An LLM-driven Scenario Generation Pipeline Using an Extended Scenic DSL for Autonomous Driving Safety Validation

Real-world crash reports, which combine textual summaries and sketches, are valuable for scenario-based testing of autonomous driving systems (ADS). However, current methods cannot effectively translate this multimodal data into precise, executable simulation scenarios, hindering the scalability of ADS safety validation. In this work, we propose a scalable and verifiable pipeline that uses a large language model (GPT-4o mini) and a probabilistic intermediate representation (an Extended Scenic domain-specific language) to automatically extract semantic scenario configurations from crash reports and generate corresponding simulation-ready scenarios. Unlike earlier approaches such as ScenicNL and LCTGen (which generate scenarios directly from text) or TARGET (which uses deterministic mappings from traffic rules), our method introduces an intermediate Scenic DSL layer to separate high-level semantic understanding from low-level scenario rendering, reducing errors and capturing real-world variability. We evaluated the pipeline on cases from the NHTSA CIREN database. The results show high accuracy in knowledge extraction: 100% correctness for environmental and road network attributes, and 97% and 98% for oracle and actor trajectories, respectively, compared to human-derived ground truth. We executed the generated scenarios in the CARLA simulator using the Autoware driving stack, and they consistently triggered the intended traffic-rule violations (such as opposite-lane crossing and red-light running) across 2,000 scenario variations. These findings demonstrate that the proposed pipeline provides a legally grounded, scalable, and verifiable approach to ADS safety validation.

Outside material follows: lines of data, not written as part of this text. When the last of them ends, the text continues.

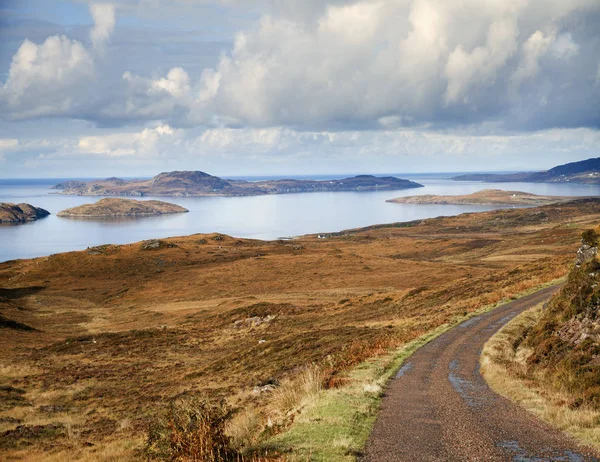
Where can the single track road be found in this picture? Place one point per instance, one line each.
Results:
(439, 408)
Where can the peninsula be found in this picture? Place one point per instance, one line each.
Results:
(195, 183)
(20, 213)
(484, 197)
(112, 207)
(585, 171)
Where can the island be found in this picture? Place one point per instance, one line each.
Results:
(20, 213)
(585, 171)
(113, 207)
(196, 183)
(484, 197)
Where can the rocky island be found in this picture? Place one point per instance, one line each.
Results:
(195, 183)
(484, 197)
(112, 207)
(20, 213)
(585, 171)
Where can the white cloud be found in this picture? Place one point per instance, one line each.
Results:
(533, 49)
(343, 64)
(104, 23)
(147, 143)
(43, 79)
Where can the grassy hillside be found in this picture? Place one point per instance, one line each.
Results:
(102, 351)
(548, 358)
(565, 343)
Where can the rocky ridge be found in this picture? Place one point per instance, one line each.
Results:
(113, 207)
(20, 213)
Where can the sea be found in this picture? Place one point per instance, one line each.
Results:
(258, 217)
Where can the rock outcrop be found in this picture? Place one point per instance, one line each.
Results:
(113, 207)
(196, 183)
(485, 197)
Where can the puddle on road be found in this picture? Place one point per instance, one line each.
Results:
(519, 454)
(470, 322)
(496, 325)
(403, 370)
(471, 393)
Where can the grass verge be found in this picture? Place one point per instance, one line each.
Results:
(335, 424)
(504, 368)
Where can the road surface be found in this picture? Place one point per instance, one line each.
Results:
(439, 408)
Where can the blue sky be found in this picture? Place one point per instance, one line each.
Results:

翻译：真实世界事故报告结合了文本摘要与示意图，为自动驾驶系统（ADS）的场景化测试提供了宝贵资源。然而，现有方法难以将此类多模态数据有效转化为精确、可执行的仿真场景，制约了ADS安全验证的可扩展性。本研究提出一种可扩展且可验证的流程，利用大语言模型（GPT-4o mini）与概率化中间表示（扩展Scenic领域特定语言），自动从事故报告中提取语义场景配置并生成相应的仿真就绪场景。相较于ScenicNL和LCTGen（直接从文本生成场景）或TARGET（基于交通规则的确定性映射）等早期方法，本方法引入中间层Scenic DSL以分离高层语义理解与底层场景渲染，从而减少错误并捕捉现实世界的可变性。我们在NHTSA CIREN数据库的案例上评估了该流程。结果显示知识提取具有高精度：环境与路网属性正确率达100%，关键目标与参与者轨迹分别达到97%和98%（以人工标注真值为基准）。通过在CARLA仿真器中运行Autoware驾驶栈执行生成场景，2000个场景变体均能稳定触发预期的交通规则违反行为（如逆向车道穿越与闯红灯）。这些结果表明，所提出的流程为ADS安全验证提供了法律依据充分、可扩展且可验证的解决方案。